Beware of Outliers

As we currently digest the run-up to the 2016 presidential election, it can be expected that the candidates will present exaggerated claims to promote their agenda.  Often, these claims are abetted by less than objective press outlets.  Now, that’s not supposed to be the press corps job obviously, but it is what it is.  How do we discern fact from exaggeration?  One way to do that is to be on the lookout for the use of outliers to promote falsities.  So what exactly is an outlier?  Merriam-Webster defines it as follows:

A statistical observation that is markedly different in value from the others of the sample.

The Wolfram MathWorld website adds:

Usually, the presence of an outlier indicates some sort of problem.
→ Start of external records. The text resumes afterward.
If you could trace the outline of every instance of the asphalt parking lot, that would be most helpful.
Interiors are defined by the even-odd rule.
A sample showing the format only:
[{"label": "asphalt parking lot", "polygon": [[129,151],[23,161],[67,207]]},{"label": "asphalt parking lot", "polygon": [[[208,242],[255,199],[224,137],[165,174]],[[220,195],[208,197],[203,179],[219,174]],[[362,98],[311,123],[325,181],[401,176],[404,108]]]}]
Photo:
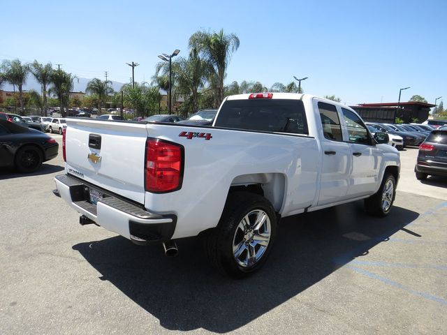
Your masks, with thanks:
[{"label": "asphalt parking lot", "polygon": [[447,179],[417,181],[416,155],[401,151],[389,216],[357,202],[287,218],[243,281],[215,273],[194,239],[168,258],[80,226],[52,193],[61,153],[31,175],[0,170],[0,334],[444,334]]}]

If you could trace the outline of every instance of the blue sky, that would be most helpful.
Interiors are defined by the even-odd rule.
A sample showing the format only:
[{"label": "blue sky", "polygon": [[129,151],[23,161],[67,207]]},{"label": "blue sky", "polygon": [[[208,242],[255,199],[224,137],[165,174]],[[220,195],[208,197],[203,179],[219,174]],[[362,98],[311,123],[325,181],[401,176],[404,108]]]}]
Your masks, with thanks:
[{"label": "blue sky", "polygon": [[[447,1],[1,1],[0,59],[61,64],[78,77],[151,81],[157,55],[198,30],[235,34],[226,83],[270,87],[298,77],[306,93],[349,104],[447,98]],[[443,98],[443,100],[444,100]],[[438,101],[439,102],[439,101]]]}]

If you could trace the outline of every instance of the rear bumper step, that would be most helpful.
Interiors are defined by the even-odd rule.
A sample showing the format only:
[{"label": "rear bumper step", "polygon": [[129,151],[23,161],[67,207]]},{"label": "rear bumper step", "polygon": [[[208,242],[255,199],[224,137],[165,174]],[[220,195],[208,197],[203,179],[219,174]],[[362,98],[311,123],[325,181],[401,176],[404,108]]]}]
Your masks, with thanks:
[{"label": "rear bumper step", "polygon": [[[81,225],[95,223],[117,232],[139,245],[163,243],[174,234],[177,216],[156,214],[147,211],[142,205],[118,198],[106,190],[67,174],[54,177],[60,196],[81,215]],[[90,193],[103,194],[95,204]]]}]

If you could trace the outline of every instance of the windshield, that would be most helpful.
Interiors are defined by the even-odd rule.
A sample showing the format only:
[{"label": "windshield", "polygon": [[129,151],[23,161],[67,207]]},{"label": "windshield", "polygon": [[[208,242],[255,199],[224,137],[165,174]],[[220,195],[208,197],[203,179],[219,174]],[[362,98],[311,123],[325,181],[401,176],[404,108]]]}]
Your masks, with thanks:
[{"label": "windshield", "polygon": [[161,121],[166,115],[152,115],[152,117],[147,117],[144,121]]}]

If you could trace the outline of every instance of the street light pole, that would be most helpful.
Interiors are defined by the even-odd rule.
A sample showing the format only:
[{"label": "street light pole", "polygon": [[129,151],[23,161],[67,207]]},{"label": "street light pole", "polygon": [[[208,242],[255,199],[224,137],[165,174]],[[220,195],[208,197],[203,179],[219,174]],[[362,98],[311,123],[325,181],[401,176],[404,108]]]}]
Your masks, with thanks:
[{"label": "street light pole", "polygon": [[409,86],[408,87],[405,87],[404,89],[400,89],[399,90],[399,100],[397,101],[397,109],[400,108],[400,94],[402,93],[402,91],[404,91],[404,89],[408,89],[410,87]]},{"label": "street light pole", "polygon": [[163,54],[163,55],[159,54],[159,58],[160,59],[169,62],[169,89],[168,90],[169,94],[169,98],[168,98],[168,110],[169,111],[169,114],[171,114],[173,109],[173,57],[179,54],[179,52],[180,52],[180,50],[175,49],[174,52],[170,55],[166,54]]},{"label": "street light pole", "polygon": [[434,110],[433,111],[433,114],[434,114],[437,110],[437,106],[436,106],[436,103],[438,101],[438,100],[439,100],[441,98],[442,98],[442,96],[440,96],[439,98],[437,98],[436,99],[434,99]]},{"label": "street light pole", "polygon": [[295,76],[293,76],[293,77],[295,78],[295,80],[298,82],[298,93],[301,93],[301,80],[305,80],[307,78],[309,78],[309,77],[305,77],[304,78],[301,78],[301,79],[298,79]]},{"label": "street light pole", "polygon": [[135,66],[139,66],[140,64],[138,63],[133,63],[132,62],[131,64],[129,64],[129,63],[126,63],[127,65],[129,65],[129,66],[132,67],[132,88],[135,89],[135,73],[134,73],[134,68]]}]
This can be a case which does not fit the model under study, or an error in measurement.

The most simple case of an outlier is a single data point that strays greatly from an overall trend.  An example of this is the United States jobs report from September 1983.

bls
Credit: Bureau of Labor Statistics

In September 1983, the Bureau of Labor Statistics announced a net gain of 1.1 million new jobs.  As you can tell from the graph above, it is the only month since 1980 that has gained 1 million jobs.  And why would we care about a jobs report from three decades ago?  It is often used to promote the stimulus of the Reagan tax cuts.  When you see an outlier such as this being used to support an argument, you should be wary.  As it turned out, there is a simpler explanation for this that has nothing to do, pro or con, with Reagan’s economic policy.  See the job loss immediately preceding September 1983?  In August 1983, there was a net loss of 308,000 jobs.  This was caused by the strike of 650,000 AT&T workers who returned to work the following month.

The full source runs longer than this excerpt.